Очевидно, что у сегодняшнего расколотого российского общества есть только одна возможность изжить культурную травму и прийти к общему видению прошлого страны. Единый учебник истории действительно нужен. Опросы общественного мнения показывают, что с этим согласны 71% россиян.99 Их мотивация в общем понятна: «историческая анархия» в свое время нанесла мощный удар по коллективной идентичности народа. От чрезмерного плюрализма мнений по критически важным вопросам национальной истории, которые в массовом сознании должны иметь однозначные ответы, все устали. Есть смысл воспользоваться моментом.

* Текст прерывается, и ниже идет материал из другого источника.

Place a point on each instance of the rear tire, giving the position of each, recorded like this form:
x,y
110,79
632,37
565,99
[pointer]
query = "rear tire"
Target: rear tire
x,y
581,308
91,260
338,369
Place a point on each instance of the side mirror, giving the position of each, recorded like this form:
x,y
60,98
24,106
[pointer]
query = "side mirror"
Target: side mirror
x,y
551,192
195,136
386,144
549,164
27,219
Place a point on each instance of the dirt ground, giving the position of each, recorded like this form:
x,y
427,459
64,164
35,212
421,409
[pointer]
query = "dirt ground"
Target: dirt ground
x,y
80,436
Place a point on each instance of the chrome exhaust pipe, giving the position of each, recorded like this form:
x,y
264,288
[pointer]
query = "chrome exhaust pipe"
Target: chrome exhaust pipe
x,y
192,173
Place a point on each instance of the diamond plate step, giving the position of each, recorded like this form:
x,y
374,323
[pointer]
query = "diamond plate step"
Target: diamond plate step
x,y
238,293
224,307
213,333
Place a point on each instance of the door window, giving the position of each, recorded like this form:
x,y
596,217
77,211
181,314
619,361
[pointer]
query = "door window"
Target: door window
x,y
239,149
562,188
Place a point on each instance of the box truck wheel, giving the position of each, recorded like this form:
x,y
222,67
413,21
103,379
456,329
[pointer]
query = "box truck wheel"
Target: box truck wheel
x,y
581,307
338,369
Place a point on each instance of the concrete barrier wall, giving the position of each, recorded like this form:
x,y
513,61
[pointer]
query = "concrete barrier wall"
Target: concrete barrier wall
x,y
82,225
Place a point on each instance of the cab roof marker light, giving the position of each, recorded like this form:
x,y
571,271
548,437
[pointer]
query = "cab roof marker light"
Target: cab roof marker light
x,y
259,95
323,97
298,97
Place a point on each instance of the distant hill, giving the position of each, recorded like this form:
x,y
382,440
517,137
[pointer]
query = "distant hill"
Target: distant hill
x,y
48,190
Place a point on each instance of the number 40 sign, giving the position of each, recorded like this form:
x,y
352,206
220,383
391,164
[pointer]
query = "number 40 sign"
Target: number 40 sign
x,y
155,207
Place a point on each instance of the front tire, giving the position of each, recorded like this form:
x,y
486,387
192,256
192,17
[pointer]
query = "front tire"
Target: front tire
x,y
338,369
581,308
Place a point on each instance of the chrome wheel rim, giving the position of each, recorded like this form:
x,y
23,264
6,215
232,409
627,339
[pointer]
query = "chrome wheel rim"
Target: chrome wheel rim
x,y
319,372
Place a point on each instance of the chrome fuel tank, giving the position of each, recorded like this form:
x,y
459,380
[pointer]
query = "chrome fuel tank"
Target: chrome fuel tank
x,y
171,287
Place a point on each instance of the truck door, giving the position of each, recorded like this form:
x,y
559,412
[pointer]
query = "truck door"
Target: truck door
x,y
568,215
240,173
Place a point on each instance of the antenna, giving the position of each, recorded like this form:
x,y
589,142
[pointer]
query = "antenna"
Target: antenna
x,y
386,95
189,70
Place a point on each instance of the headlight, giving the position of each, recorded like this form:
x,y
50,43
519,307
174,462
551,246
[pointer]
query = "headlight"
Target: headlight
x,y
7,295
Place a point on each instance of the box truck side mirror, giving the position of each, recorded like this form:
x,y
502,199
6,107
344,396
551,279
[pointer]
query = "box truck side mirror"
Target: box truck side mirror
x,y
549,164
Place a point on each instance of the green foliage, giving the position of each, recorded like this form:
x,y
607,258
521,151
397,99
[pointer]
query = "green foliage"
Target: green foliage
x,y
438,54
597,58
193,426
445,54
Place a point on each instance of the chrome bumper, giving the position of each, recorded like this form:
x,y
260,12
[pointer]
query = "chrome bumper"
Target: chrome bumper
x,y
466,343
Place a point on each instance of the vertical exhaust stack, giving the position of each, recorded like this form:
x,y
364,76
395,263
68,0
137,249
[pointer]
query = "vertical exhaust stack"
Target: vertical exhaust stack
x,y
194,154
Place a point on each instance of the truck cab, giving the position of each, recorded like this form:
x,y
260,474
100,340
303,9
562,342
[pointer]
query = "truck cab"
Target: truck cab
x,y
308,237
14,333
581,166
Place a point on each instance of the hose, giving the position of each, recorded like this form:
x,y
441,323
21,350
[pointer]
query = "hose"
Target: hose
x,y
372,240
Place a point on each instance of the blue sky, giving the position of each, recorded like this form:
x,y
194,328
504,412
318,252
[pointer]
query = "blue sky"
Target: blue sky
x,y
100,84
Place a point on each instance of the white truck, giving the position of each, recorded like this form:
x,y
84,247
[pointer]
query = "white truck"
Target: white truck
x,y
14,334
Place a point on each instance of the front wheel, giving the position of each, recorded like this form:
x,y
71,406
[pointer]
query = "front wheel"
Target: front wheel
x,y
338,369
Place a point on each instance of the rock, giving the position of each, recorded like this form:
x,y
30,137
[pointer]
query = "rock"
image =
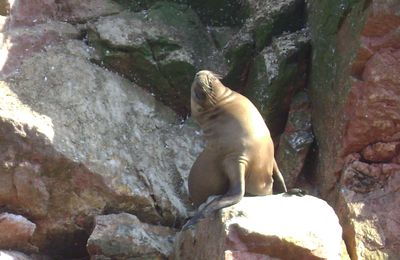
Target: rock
x,y
277,73
16,232
160,49
78,140
270,227
22,42
296,140
15,255
356,112
266,20
30,12
221,12
123,236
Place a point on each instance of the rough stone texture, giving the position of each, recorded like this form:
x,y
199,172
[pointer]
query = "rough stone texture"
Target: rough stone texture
x,y
356,115
22,42
160,49
370,219
276,74
88,141
123,236
269,227
296,140
16,232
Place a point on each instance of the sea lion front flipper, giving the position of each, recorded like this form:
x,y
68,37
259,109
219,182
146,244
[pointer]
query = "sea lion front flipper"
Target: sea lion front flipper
x,y
235,171
296,192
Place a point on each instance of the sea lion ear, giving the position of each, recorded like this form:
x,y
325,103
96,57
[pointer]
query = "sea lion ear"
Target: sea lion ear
x,y
199,93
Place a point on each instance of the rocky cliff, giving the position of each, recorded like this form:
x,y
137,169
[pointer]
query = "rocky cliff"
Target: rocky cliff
x,y
96,140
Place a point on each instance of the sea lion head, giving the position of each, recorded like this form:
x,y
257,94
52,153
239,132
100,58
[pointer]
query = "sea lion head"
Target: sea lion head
x,y
206,90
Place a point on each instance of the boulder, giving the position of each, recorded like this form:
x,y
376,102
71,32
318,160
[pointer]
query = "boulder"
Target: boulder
x,y
266,19
160,49
16,232
296,140
124,236
368,207
15,255
31,12
355,96
276,74
78,140
269,227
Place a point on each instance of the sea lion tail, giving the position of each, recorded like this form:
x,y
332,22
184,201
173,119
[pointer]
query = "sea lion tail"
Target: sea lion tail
x,y
277,175
278,178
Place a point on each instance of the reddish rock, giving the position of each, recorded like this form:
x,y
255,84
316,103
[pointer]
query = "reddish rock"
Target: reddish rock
x,y
373,107
30,12
16,232
124,236
370,220
381,152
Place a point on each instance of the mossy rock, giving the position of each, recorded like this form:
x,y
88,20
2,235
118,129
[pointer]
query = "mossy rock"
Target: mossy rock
x,y
221,12
276,74
160,49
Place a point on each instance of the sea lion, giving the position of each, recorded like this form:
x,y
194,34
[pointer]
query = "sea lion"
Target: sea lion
x,y
239,153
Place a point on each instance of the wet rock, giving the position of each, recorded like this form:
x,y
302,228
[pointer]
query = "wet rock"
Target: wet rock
x,y
277,73
221,12
160,49
355,98
15,255
273,226
266,20
30,12
78,140
123,236
16,232
296,140
22,42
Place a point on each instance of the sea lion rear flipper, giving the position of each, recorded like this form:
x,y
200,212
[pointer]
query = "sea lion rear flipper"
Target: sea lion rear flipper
x,y
278,179
235,172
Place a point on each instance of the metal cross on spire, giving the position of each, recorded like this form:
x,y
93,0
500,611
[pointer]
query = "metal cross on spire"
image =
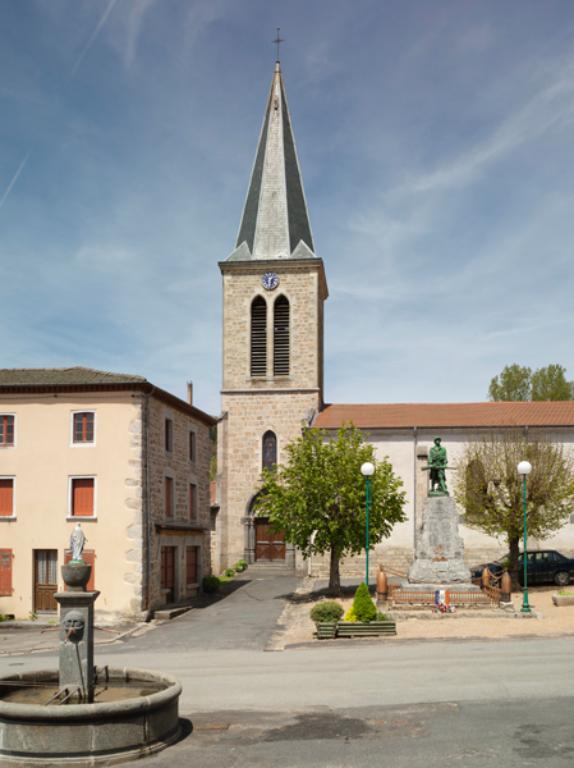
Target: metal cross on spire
x,y
278,40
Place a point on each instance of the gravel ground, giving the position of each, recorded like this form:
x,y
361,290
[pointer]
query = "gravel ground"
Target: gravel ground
x,y
295,626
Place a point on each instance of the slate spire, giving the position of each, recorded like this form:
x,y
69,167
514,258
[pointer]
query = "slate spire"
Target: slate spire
x,y
275,222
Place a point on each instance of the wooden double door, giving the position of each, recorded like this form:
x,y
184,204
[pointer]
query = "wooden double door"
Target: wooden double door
x,y
269,544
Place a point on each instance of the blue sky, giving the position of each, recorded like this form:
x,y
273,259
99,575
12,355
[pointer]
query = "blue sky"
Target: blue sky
x,y
436,141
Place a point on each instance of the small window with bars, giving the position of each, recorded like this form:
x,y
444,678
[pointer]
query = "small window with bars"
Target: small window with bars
x,y
191,566
6,430
83,427
281,337
259,337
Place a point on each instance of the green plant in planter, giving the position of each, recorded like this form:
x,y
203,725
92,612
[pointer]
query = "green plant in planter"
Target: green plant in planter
x,y
326,612
363,606
210,584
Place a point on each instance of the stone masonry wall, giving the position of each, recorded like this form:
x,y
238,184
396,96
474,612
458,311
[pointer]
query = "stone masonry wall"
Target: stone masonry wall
x,y
177,465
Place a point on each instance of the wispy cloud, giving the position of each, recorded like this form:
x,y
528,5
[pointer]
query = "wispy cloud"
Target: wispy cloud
x,y
14,179
92,38
552,105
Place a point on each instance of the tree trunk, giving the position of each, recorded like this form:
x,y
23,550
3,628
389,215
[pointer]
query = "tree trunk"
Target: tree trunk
x,y
513,544
334,575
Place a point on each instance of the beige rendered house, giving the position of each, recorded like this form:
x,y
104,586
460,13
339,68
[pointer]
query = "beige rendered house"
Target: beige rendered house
x,y
126,460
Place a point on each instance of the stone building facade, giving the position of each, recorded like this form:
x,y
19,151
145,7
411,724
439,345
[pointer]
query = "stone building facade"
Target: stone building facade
x,y
274,288
127,460
275,257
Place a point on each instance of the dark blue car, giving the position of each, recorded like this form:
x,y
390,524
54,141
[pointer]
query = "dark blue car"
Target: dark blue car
x,y
546,566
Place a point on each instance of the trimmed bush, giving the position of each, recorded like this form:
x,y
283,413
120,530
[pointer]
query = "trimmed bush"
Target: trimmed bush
x,y
363,606
327,611
210,584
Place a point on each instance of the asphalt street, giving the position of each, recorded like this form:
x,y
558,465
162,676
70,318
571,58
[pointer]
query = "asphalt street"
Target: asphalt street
x,y
353,703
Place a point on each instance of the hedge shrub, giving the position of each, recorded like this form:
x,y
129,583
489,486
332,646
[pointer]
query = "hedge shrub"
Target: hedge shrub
x,y
327,611
363,606
210,584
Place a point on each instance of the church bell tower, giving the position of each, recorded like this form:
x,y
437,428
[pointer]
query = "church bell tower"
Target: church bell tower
x,y
274,287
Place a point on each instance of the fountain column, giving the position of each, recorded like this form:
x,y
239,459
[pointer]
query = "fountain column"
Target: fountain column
x,y
76,652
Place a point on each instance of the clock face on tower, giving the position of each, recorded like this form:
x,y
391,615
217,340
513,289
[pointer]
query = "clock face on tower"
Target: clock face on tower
x,y
270,281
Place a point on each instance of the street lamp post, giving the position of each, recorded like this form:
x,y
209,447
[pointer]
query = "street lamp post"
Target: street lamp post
x,y
367,470
524,468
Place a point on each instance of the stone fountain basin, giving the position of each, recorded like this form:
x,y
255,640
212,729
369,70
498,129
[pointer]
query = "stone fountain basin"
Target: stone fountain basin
x,y
80,735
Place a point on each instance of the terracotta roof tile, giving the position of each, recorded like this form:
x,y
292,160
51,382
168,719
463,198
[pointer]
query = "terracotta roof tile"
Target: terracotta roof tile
x,y
405,415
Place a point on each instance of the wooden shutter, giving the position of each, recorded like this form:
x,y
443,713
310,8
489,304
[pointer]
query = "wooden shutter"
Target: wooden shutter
x,y
6,497
83,496
169,496
5,572
281,337
259,337
89,557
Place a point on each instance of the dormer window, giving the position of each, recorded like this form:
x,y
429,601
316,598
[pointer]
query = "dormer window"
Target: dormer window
x,y
83,427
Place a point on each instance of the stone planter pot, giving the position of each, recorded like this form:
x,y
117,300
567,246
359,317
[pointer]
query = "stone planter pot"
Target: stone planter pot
x,y
562,600
76,576
363,629
326,630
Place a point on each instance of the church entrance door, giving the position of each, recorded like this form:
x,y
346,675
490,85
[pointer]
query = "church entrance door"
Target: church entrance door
x,y
269,544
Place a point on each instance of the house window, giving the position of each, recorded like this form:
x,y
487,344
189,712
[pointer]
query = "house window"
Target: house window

Однако необходимо иметь в виду, что задача формирования единого исторического нарратива в расколотом социуме чрезвычайно сложна. Без общественного диалога здесь в любом случае не обойтись. В сегодняшней дискуссии вокруг сталинского периода отечественной истории нет абсолютно правой стороны. Главная цель — понять это и выработать общий подход к тому, что в нашей истории близко всем вне зависимости от политического лагеря, а что необходимо убрать под спуд и оставить для оценки будущим поколениям. Если это будет сделано, то будущий единый учебник истории сможет консолидировать страну.